This forum uses cookies

mikazmaj · 4 hours ago

What “flexible output” is for in VS-MLRT
In normal VapourSynth usage, a filter usually returns a regular

VideoNode

: either a single-plane

GRAY

clip, a three-plane

RGB

clip, or a three-plane

YUV

clip. That works well for classic image/video restoration models, where the ONNX model takes an image and returns another image.
But not every ONNX model has that simple shape. Many ML models return tensors such as:

x 2 x H x W
x 4 x H x W
x 6 x H x W
x 8 x H x W
x N x H x W

Those channels are not always “RGB”. They may be:

U/V chroma planes
alpha
mask
confidence map
optical flow
depth
luma/chroma residuals
multiple temporal outputs
intermediate restoration planes
auxiliary model outputs
packed model-specific data

The problem is that a generic frontend like Hybrid cannot safely assume that a multi-channel ONNX output should be converted to RGB. If the model outputs 2 channels, 4 channels, 6 channels, or more, forcing it into a normal VapourSynth clip either fails or destroys the semantic meaning of the output.
That is exactly what VS-MLRT’s flexible output path solves.
VS-MLRT already exposes

flexible_inference

as a public API, alongside the regular

inference

function. In

vsmlrt.py

,

flexible_inference

is included in

__all__

, so it is intentionally part of the wrapper’s public interface, not just an internal hack.

How VS-MLRT flexible output works internally
The normal

inference()

path returns one

VideoNode

. That is suitable when the ONNX output can be represented as a standard VapourSynth clip.
The flexible path is different.

flexible_inference_with_fallback()

calls

_inference()

with a

flexible_output_prop

argument. Instead of returning only a normal clip, VS-MLRT receives a dictionary containing:

ret["clip"]
ret["num_planes"]

Then it extracts each output channel separately:

planes = [
    clip.std.PropToClip(prop=f"{flexible_output_prop}{i}")
    for i in range(num_planes)
]

and returns a Python list of

VideoNode

s, one per output channel.
So conceptually:

ONNX output:  N x C x H x W

regular inference:
    expects C to be representable as a normal clip

flexible inference:
    exposes output channel 0 as clip[0]
    exposes output channel 1 as clip[1]
    exposes output channel 2 as clip[2]
    ...
    exposes output channel C-1 as clip[C-1]

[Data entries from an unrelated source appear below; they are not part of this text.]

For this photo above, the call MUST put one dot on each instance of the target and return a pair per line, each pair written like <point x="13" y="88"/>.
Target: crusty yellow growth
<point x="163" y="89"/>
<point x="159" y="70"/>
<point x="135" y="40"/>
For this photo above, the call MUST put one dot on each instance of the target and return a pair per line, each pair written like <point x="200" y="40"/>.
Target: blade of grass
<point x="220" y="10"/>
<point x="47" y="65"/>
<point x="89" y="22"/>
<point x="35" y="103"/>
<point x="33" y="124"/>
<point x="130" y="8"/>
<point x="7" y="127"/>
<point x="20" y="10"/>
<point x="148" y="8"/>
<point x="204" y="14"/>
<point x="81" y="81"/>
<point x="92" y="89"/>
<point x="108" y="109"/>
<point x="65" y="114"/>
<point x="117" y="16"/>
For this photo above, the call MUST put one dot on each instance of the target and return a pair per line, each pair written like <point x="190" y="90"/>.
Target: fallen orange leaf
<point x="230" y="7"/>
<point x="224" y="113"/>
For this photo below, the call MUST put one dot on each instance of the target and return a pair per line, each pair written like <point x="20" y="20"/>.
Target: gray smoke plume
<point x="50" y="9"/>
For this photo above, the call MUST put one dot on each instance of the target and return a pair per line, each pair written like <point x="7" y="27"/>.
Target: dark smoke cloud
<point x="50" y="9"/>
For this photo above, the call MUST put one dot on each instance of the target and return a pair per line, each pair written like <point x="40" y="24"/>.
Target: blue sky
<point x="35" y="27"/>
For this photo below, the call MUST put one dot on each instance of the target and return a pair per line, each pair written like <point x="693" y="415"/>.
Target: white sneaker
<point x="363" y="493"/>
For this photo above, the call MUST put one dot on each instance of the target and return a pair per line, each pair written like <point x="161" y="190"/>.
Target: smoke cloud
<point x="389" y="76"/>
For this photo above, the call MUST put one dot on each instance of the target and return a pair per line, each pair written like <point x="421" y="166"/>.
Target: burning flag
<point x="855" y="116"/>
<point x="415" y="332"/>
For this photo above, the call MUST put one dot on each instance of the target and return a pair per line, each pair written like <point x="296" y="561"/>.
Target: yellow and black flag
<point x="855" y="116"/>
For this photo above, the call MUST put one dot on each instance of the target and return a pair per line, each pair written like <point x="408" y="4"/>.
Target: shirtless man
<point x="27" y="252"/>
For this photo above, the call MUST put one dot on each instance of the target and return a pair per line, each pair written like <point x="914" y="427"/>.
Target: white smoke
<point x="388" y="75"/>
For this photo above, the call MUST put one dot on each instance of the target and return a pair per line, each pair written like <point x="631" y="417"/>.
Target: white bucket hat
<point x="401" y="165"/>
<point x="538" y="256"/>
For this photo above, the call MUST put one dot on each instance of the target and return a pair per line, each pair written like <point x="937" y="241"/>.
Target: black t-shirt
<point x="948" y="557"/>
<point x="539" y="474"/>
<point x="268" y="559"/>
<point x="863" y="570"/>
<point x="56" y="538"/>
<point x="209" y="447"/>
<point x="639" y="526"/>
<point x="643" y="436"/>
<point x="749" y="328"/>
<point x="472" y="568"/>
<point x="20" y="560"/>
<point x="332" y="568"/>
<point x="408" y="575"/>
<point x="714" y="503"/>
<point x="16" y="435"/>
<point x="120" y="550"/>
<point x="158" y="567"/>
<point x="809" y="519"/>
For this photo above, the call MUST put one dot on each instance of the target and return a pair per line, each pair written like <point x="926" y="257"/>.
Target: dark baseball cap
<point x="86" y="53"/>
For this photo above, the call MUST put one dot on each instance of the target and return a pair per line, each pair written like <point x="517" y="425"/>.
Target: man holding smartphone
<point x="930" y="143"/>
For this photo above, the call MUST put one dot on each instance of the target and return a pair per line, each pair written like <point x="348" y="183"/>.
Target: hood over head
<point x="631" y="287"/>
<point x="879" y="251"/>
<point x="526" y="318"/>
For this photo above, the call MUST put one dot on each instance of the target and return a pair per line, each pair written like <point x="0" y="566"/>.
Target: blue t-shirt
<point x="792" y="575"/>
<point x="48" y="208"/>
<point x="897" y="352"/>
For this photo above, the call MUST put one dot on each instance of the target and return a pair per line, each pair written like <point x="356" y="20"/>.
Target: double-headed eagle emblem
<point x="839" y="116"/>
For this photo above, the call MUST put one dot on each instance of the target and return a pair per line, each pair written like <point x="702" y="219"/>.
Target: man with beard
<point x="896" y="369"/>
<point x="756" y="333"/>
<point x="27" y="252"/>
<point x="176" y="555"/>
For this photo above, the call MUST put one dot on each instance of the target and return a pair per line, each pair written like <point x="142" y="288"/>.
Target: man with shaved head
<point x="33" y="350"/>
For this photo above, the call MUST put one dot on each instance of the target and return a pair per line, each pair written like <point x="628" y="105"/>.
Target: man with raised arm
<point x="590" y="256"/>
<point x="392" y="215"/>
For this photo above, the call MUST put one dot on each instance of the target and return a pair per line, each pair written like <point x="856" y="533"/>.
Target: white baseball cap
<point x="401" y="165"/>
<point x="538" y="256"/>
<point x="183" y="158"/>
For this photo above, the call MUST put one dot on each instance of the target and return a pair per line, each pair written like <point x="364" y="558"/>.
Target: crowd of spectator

That means Hybrid would not need to guess whether

C=2

,

C=4

,

C=6

, or

C=8

means RGB, YUV, mask, alpha, flow, or something else. It can expose the channels, then let the user or script decide how to combine them.

Why this matters for multi-channel models
A lot of ONNX models used in VapourSynth are not just “RGB in, RGB out”. Some are more like tensor processors.
For example:

input:  1 x 3 x H x W
output: 1 x 2 x H x W

This could mean the model predicts two chroma planes.
Another model might be:

input:  1 x 6 x H x W
output: 1 x 3 x H x W

That could mean two RGB frames are packed on input and one interpolated or restored RGB frame is returned.
Another one:

input:  1 x 3 x H x W
output: 1 x 4 x H x W

That might be RGB plus alpha, or RGB plus mask, or Y/U/V plus confidence. Without flexible output, Hybrid has no clean generic way to support that.
Another example:

input:  1 x 3 x H x W
output: 1 x 8 x H x W

This cannot be represented as a normal RGB/YUV/GRAY VapourSynth clip at all. But it is still a valid ONNX model and VS-MLRT can expose those eight channels individually through flexible output.
That is the key point: the ONNX model is valid, and VS-MLRT can run it, but a frontend that only expects one normal clip cannot represent the result correctly.

Existing proof inside VS-MLRT: ArtCNN chroma models
This is not only theoretical. The current

vsmlrt.py

already uses flexible output for ArtCNN chroma models.
For chroma variants, VS-MLRT calls:

clip_u, clip_v = flexible_inference_with_fallback(...)

Then it reconstructs a YUV clip with:

clip = core.std.ShufflePlanes([clip, clip_u, clip_v], [0, 0, 0], vs.YUV)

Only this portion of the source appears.